If you need help of any kind, Randy Davis is the man to whom many locals turn.
Ask Davis about the work he has done throughout his life as a teacher, volunteer in Southern Baptist missions and the Wesson and state Lions Club or as a pastor, Davis answers simply: "I like helping people."
Davis, who grew up four miles from Wesson in Lincoln County, attended school for the most part in Wesson, but graduated from Loyd Star High School in 1972 after Wesson High School left Co-Lin to become part of the Copiah County School District. Davis remembers watching the construction of Interstate 55 as a kid a quarter mile from his house. His father operated a nearby Shell service station, where he worked when he was ten years old. He had three brothers and three sisters, played Little League baseball and was in his high school band.
After graduating from high school, he studied biology and mathematics at Co-Lin, where he also met and married the former Suzanne Cliett form Hazlehurst, who has accompanied him throughout his life, including to his next stop at Delta State University, where he completed his undergraduate and in mathematics education.
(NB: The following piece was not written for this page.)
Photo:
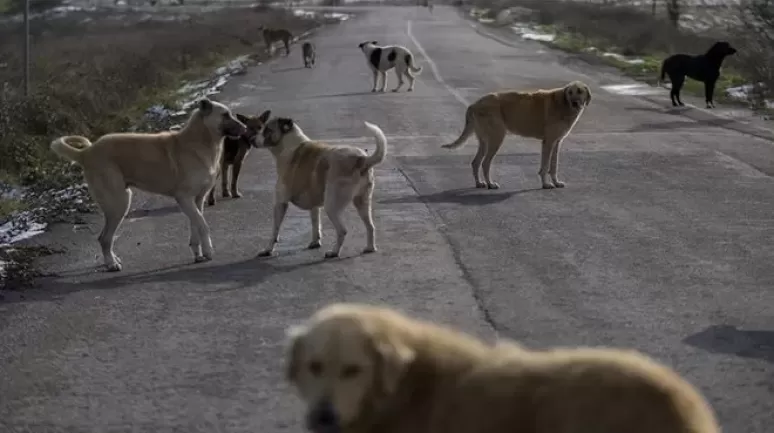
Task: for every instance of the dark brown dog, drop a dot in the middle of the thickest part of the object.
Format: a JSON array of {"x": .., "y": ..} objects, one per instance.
[{"x": 235, "y": 151}]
He started his career as a helper as a math teacher at Yazoo City High School from 1976-78, and then came back to Wesson, where he taught high school math for 24 years, along the way earning a Master's Degree in Education at the University of Southern Mississippi before retiring in 2002 to pursue the professional ministry.
"I was active in Wesson Baptist Church (WBC) and had worked in voluntary missions during the summers when I taught school," Davis says. "The September 11, 2001, terrorist attacks on the U.S. had a profound impact on me, and I made a deeper commitment to ministry. God showed me what was really important and called me to step up."
As a Deacon at WBC, Davis taught Sunday school and was involved in men's ministry. In the summer of 1974, he worked with backyard Bible clubs, vacation Bible schools, puppet ministries and families in the Northwest. He worked at the Green Meadows Church at New Kingstown, Rhode Island, in the summers of 1975 and 1976, where he not only worked in the wider ministry of the church, but became a Boston Red Sox fan as well. He also with the Southern Baptist Nailbenders volunteers to help build church buildings for congregations who lacked funds for construction workers.
Davis landed in a professional pastorate in Hazlehurst at Damascus Baptist Church in 2003, where he worked for 17 years before retiring last year. From 2008-18, he also taught math part time at the Mississippi School of the Arts in Brookhaven.
Another part of Davis' helping life started in 1981, when he joined Wesson Lions Club, which supports varied charities throughout the area, while working with its state, national and international organizations on its own specialty services, which have traditional revolved around care for the sight-impaired. "'We serve' is our slogan," Davis says. He is now starting his third term as president of the local club. He first served as Wesson Lions Club president in 1986 and again in the early years of the new millennium. At the state level, Davis has also served as Lions zone chairperson, Vice District Governor and District Governor.
Davis and his wife Suzanne have three grown children -- Jon, 43, who serves with the Baton Rouge, Louisiana, parish Sheriff; Katie Willis, 40, a housewife who home schools her children and Elizabeth Davis, 37, who works for an eye doctor in Chattanooga. They have four grandchildren -- Symon Davis, 18, Maxx Davis, 15, Cassandra Willis, 14, and Tara Willis, 11.
What are your hobbies? You could consider the Lions Club a hobby, although I consider it a calling. I listen to music, read, have been a Boston Red Sox fan since 1975. Suzanne and I enjoy day trips to historical places and spots of interest.
What do you read? I am into non-fiction Christian writers -- Max Lucado and Rick Warren.
What kind of music do you like?
I like the music of the 60s, 70s and 80s. I am also frustrated guitarist, who couldn't make my fingers move the right way. So played percussion instruments in high school and college bands -- bass drums, cowbells, cymbals, anything.
Do you enjoy movies or theater?
I have done a little acting -- dinner theater, Brookhaven Little Theater. I played in Inherit the Wind and You're a Good Man, Charlie Brown. In enjoy comedies with George Clooney and Mel Gibson, Sci-Fi and Marvel movies.
What would you do with lottery winnings if you were so lucky? I would pay my debts, give to the church and non-profits and travel.
How would you change the world? I would invite people to join the Lions Club to focus on others and not themselves.